Yam Dam
de Vivian Goffette
Drame
Avec Fabio Zenoni, Clarisse Tapsoba, Valérie Lemaître, Christophe Sermet, Delphine Cheverry
Sorti le 24 septembre 2014
Premier long-métrage du réalisateur belge Vivian Goffette, Yam Dam est un film à la fois surprenant et prenant qui charme, secoue et chamboule.
C’est l’histoire de Christian (Fabrice Zenoni), un vétérinaire de province. La fin de la trentaine probablement, sans enfants et sans histoires. Avec l’aide de sa femme et de quelques amis, il a fondé une petite association caritative destinée aux enfants de l’Afrique. Mais sa démarche humanitaire ne l’empêche pas de s’ennuyer ferme. Alors Christian se distrait en s’inventant un double sur internet et en flirtant avec de jeunes africaines en quête d’une vie meilleure. Jusqu’au jour où Faustine (Clarisse Tabsoba), une Burkinabée de 26 ans avec qui il chatte régulièrement, lui rend visite de manière impromptue dans son cabinet.
À partir de cette première rencontre entre Faustine et Christian, on se permet d’échafauder divers scénarios sur l’avenir improbable du duo. Road movie, drame social, film engagé ou plutôt romantique ? Yam Dam est un peu tout ça à la fois sans l’être vraiment. Mais ce qui est sûr, c’est que le film aime les chemins de traverse et part plus d’une fois là où on ne l’attend pas. Saisissant de maitrise, ce premier long-métrage de Vivian Goffette, tourné à petit budget dans la campagne belge, passe allègrement d’une frontière à l’autre, tantôt avec légèreté, tantôt avec gravité mais toujours avec justesse et sensibilité.
Le réalisateur belge scrute les ambivalences des relations avec acuité. Parfois dérangeant, parfois généreux, son film possède cette authenticité et cette force captivante qui happent dès la scène d’ouverture. Et pourtant, dans sa mise en scène, il n’y a pas un mot de trop, pas un pas de côté. Goffette va à l’essentiel. Sans surligner les dialogues, il parvient à rendre visible les insaisissables questionnements de Christian. On dit souvent que c’est lorsqu’ils se taisent que les héros en disent le plus ; la fin du film en est une belle confirmation et est éloquente à plus d’un titre.
Vivian Goffette démontre également une belle technique lorsqu’il s’agit de dépeindre nos regards sur le continent noir. Regards fantasmés voire lubriques pour certains (les propos sexistes à l’égard des femmes noires ne manquent pas à l’appel), regards réservés, hostiles ou encore regards de pitié pour d’autres. L’accueil de Faustine en terre belge n’est, en tout cas, pas des plus conviviaux. Malmenée par un passeur, elle tente de trouver une main secourable auprès de Christian qu’elle pousse involontairement dans ses retranchements.

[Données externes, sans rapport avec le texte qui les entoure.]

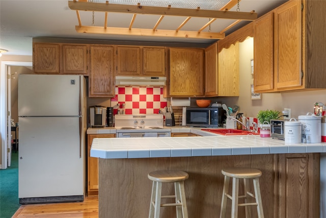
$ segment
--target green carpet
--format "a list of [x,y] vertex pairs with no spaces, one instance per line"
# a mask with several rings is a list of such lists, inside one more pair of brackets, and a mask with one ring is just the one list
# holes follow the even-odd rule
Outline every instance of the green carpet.
[[0,169],[0,217],[11,218],[19,208],[18,153],[12,153],[11,166]]

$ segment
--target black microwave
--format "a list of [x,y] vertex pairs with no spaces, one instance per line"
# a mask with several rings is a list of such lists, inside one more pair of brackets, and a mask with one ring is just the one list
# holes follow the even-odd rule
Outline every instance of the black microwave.
[[225,120],[224,110],[222,107],[187,108],[186,125],[196,127],[222,127]]

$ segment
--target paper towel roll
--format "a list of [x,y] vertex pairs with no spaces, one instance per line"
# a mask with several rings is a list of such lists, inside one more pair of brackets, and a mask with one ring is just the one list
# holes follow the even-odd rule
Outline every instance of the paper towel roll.
[[186,116],[186,107],[183,107],[182,108],[182,121],[181,122],[181,126],[185,127],[187,123]]

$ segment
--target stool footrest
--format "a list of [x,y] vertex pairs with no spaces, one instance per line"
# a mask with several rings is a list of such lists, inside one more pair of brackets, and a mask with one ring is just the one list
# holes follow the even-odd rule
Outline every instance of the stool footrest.
[[175,198],[175,195],[161,196],[161,198]]
[[243,204],[238,204],[238,206],[257,206],[258,204],[257,203],[244,203]]
[[161,204],[161,207],[171,207],[171,206],[182,206],[181,203],[171,203],[169,204]]
[[227,197],[228,198],[229,198],[230,199],[232,200],[232,197],[231,196],[230,196],[230,195],[229,195],[227,193],[225,193],[224,194],[226,197]]

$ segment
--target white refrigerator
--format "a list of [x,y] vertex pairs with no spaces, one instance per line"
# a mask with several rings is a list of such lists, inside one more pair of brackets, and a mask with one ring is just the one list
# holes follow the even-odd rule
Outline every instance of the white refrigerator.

Sans doute parce qu’ils ne sont pas suffisamment exploités, les ressorts amoureux du film peinent à convaincre. Mais peut-être est-ce l’intention ? Dans la relation tissée entre le vétérinaire et la jeune burkinabée , il y a peut-être une volonté d’échapper aux lieux-communs ? Peu importe, au fond, car l’essentiel est ailleurs. L’attention du film se focalise autour d’une réflexion forte sur l’engagement. Le fameux décalage entre les beaux discours et les actes. La difficulté à donner de sa personne sans attendre une contrepartie. L’aide à distance mesurée et cadrée face à l’assistance spontanée (et parfois envahissante) au quotidien. La sécurité contre le risque. Autant de conflits intérieurs, comme nous les connaissons tous.
C’est la grande force de Yam Dam (le titre trouve son explication dans le film) : réussir à utiliser le singulier des histoires pour révéler la nature humaine et dépeindre l’universel. À voir absolument.